Small change zero to climate change hero

So what did Goldman actually say?

“The critical importance of securing sufficient raw materials in combating society’s problems has never been more in focus. This importance extends to the next greatest challenge of our time: climate change.’’

“The critical role copper will play in achieving the Paris climate goals cannot be understated. Without serious advancements in carbon capture and storage technology in the coming years, the entire path to net zero emissions will have to come from abatement – electrification and renewable energy.

“As the most cost-effective conductive material, copper sits at the heart of capturing, storing and transporting these new sources of energy.’’

Goldman said that crucially, the copper market as it currently stands is not prepared for that demand environment, and that a combination of surging demand and sticky supply sets the scene for large and open-ended supply deficits from mid-decade.

The firm estimates a long-term supply gap of 8.2Mt by 2030, twice the size of the gap that triggered the bull market in copper in the early 2000s.

“We now project copper to average $US9,675/t in 2021, $US11,875/t in 2022, $US12,000/t in 2023 before a material step-up to $US14,000/t in 2024 and $US15,000/t in 2025. In this context, we upgrade our 12-month target to $US11,000/t,’’ Goldman said.

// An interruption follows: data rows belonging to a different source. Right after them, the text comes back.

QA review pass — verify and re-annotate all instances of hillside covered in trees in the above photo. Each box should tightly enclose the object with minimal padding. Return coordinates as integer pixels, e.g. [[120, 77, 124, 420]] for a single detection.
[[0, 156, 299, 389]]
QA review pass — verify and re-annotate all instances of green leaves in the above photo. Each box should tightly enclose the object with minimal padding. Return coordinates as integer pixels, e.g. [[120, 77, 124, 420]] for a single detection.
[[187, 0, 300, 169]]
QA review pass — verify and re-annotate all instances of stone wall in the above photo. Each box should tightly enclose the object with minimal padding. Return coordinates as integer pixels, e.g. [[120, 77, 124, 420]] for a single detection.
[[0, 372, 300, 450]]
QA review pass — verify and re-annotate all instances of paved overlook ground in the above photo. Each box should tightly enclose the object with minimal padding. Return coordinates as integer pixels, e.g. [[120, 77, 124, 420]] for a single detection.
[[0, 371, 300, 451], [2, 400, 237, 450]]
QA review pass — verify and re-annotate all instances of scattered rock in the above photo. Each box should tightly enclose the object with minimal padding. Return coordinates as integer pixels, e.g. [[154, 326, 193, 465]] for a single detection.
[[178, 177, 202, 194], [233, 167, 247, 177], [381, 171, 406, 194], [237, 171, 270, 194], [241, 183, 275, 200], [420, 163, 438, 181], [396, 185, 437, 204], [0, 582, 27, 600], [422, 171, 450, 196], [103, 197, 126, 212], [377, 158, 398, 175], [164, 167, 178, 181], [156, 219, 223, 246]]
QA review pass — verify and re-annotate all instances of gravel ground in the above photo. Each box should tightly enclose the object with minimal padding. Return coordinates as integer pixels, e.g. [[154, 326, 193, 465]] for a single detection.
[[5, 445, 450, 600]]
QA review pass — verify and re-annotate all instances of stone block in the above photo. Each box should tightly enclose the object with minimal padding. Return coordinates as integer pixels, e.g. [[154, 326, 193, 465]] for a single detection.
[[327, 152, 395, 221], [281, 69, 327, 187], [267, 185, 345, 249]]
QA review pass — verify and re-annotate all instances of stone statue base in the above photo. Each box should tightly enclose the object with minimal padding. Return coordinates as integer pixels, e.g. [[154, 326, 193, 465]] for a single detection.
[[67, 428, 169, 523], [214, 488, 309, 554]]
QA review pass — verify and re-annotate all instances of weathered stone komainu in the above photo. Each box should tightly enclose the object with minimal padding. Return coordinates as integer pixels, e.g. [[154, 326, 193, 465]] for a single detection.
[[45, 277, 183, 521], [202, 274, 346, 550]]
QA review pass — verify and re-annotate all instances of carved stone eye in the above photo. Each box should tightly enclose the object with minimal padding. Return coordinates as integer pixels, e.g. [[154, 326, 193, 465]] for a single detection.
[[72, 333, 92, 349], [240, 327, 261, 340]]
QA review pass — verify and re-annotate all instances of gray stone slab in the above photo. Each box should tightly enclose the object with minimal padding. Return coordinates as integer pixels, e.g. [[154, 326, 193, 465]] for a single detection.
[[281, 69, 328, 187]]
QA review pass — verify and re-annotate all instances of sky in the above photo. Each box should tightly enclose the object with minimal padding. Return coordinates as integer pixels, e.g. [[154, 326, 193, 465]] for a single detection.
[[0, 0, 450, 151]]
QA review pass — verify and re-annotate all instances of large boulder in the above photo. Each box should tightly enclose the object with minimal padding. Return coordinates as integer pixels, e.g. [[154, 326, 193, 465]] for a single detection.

It is familiar stuff to those who follow commodity prices closely and matches what our biggest copper producer BHP has been saying about copper market dynamics for some time, without a price prediction.

Even for BHP with its diversified commodity portfolio, the impact of a run up in copper prices to $US15,000/t would be dramatic. Compared with last year’s average, a $US15,000 copper price would add $US13.2 billion to BHP revenues, all of which but for tax would flow to the bottom line.

Move over iron ore.

Being a big end of town firm meant Goldman’s equity desk did not go below the ASX copper producers in determining an investment response to the firm’s big call on copper prices. Sandfire was preferred over OZ Minerals, and that was about it.

Garimpeiro’s response to the big call on copper is to rely on a basket of developers and explorers. It is where investors can expect a leveraged response to copper prices making their way to $15,000/t, assuming Goldman hasn’t been on the Kool-Aid.

Here are 10 names followers of the column would be familiar with (so there is no need to go in to too much detail): Caravel (CVV), Coda (COD), Hot Chili (HCH), Inca (ICG), Kincora (KCC), Orion (ORN), New World (NWC), Stavely (SVY), Sunstone (STM) and Venturex (VXR).